Freedom of speech and assembly: the first Amendment ensures the right of individuals to speak their minds and lobby their senators and representatives. This right cannot be protected for individuals and denied to groups; after all, groups are just collections of likeminded individuals. As a result, placing any meaningful restrictions on the activities of lobbyists is next to impossible.
When we add together the impacts of these four components of our Constitution, we get a specifically American system of policy making. Though it has many unique features, the best word to describe our system of government is adversarial – that is, a system that encourages involvement by people who have an compensation to fight rather than cooperate. . Freedom of speech shields each person’s right to engage; the separation of powers and federalism means any engagement can normally find a political ally; the decentralized structure of congress facilitates each member an incentive to call attention to himself or herself by making speeches, taking positions, and attacking adversaries; and an interstate highway system, passed a set of civil rights laws, started the Medicare program for the elderly, implemented a series of increasingly severe environmental laws, explained outer space, deregulated the airlines, researched outer space, waged and won a forty five year cold war against the former Soviet Union, and maintained a level of economic growth and freedom most effective to make millions of people from all parts of the world want to immigrate to this country. It paid a price, of course, for all of this: higher than average taxes, more rules, and new groups to change (Cook, 1976).
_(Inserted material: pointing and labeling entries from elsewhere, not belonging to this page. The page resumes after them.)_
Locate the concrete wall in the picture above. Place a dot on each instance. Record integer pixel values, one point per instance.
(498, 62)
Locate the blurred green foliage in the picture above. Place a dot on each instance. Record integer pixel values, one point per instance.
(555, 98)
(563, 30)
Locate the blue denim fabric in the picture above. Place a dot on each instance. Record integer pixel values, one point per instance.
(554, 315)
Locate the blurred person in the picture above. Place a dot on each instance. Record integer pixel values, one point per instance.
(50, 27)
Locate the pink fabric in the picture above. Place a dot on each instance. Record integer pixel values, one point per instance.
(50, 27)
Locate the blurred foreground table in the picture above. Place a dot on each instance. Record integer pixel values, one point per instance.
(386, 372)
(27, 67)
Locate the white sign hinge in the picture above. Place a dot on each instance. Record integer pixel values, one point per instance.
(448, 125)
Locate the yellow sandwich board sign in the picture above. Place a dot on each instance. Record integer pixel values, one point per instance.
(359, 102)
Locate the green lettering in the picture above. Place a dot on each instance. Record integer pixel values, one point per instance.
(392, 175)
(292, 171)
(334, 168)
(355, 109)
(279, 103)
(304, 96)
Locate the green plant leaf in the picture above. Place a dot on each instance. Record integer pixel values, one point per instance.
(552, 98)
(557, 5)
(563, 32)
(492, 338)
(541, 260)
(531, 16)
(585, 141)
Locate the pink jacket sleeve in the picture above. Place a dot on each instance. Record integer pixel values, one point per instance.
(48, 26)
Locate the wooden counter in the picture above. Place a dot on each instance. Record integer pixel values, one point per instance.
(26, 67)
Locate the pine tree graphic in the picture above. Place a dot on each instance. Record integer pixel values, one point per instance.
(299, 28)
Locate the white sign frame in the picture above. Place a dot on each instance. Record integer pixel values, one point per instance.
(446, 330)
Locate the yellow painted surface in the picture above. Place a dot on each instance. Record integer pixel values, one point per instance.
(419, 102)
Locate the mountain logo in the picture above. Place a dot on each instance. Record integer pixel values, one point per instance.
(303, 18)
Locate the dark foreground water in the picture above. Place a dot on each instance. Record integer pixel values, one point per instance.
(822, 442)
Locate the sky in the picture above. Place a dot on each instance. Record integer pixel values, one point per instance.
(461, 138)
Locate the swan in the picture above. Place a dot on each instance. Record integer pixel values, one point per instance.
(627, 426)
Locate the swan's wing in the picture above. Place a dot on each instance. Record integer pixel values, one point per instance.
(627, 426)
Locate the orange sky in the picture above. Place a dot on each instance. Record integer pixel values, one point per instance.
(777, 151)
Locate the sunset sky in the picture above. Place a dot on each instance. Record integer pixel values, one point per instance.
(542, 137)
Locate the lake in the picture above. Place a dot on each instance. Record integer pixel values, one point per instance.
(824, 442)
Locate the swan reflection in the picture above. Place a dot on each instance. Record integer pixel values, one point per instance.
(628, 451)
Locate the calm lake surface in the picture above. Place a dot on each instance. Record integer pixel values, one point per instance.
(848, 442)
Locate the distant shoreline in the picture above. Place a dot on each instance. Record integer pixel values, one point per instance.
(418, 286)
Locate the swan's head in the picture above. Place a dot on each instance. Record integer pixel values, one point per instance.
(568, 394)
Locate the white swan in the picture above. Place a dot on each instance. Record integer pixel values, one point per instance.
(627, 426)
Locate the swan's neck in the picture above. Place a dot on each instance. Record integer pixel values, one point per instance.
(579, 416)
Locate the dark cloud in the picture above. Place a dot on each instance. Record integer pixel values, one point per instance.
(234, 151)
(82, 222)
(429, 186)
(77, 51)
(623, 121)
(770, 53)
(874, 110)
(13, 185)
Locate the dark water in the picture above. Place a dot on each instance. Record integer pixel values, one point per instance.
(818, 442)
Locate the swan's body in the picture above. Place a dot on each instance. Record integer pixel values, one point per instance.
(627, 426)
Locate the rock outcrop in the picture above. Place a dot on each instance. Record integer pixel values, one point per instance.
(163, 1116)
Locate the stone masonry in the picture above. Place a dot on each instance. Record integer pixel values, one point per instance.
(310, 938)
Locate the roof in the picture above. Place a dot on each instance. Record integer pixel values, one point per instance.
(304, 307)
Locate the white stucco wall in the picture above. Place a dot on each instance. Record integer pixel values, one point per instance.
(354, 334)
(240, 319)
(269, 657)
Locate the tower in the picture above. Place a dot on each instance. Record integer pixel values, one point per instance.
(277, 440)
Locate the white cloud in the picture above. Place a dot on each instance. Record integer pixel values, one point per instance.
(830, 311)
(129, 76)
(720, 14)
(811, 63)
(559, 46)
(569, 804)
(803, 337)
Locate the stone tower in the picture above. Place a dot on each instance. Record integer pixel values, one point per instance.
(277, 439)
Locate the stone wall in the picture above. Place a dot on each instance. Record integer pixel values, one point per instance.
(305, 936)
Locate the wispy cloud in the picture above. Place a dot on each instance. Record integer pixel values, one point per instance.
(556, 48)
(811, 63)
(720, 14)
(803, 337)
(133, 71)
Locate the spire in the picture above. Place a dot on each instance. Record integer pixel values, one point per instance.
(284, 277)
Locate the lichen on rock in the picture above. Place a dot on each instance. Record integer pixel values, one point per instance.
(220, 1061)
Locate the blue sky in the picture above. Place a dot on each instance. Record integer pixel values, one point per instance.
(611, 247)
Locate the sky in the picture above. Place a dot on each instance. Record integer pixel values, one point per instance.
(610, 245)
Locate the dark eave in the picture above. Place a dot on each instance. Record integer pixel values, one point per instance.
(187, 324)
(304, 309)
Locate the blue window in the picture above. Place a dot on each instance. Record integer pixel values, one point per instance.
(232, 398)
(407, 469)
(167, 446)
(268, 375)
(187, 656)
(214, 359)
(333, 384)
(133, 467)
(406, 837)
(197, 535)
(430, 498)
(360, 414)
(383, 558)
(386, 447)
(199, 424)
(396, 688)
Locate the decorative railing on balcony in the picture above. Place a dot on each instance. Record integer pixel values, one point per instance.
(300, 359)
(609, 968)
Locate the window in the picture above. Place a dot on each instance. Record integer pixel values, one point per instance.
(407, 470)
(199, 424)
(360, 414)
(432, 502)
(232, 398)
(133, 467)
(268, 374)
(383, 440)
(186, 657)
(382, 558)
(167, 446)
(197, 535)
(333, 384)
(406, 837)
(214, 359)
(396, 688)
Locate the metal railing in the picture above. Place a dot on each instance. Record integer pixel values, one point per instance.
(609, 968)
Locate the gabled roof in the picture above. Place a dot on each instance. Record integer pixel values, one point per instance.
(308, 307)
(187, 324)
Ever since our hard political system forms it easy for all kinds of people and groups to manage at least some power, we should not expect policies to get made in only one way. If we had a a lesser amount of participatory, less adversarial system, it would be much more uncomplicated to explain policy making. In the United States, everybody gets into the act. Some policies are recommended by the president and passed by Congress; others are proposed by members of Congress and enacted despite presidential objections (congress may override the president’s veto or sufficiently modify the proposal to get him to withhold his veto. When a congressional majority forms around a proposal, it is not always the result of one party (say, the Democrats) outvoting the other (the Republicans); rather, the most often consists of a alliance of Democrats and Republicans winning out over a smaller coalition of other Democrats and Republicans.
Cook, S. (1976). Democracy and Tyranny in America: The Radical Paradox of Bicentennial and Blacks in the American Political System. Journal Of Politics,38(3), 276.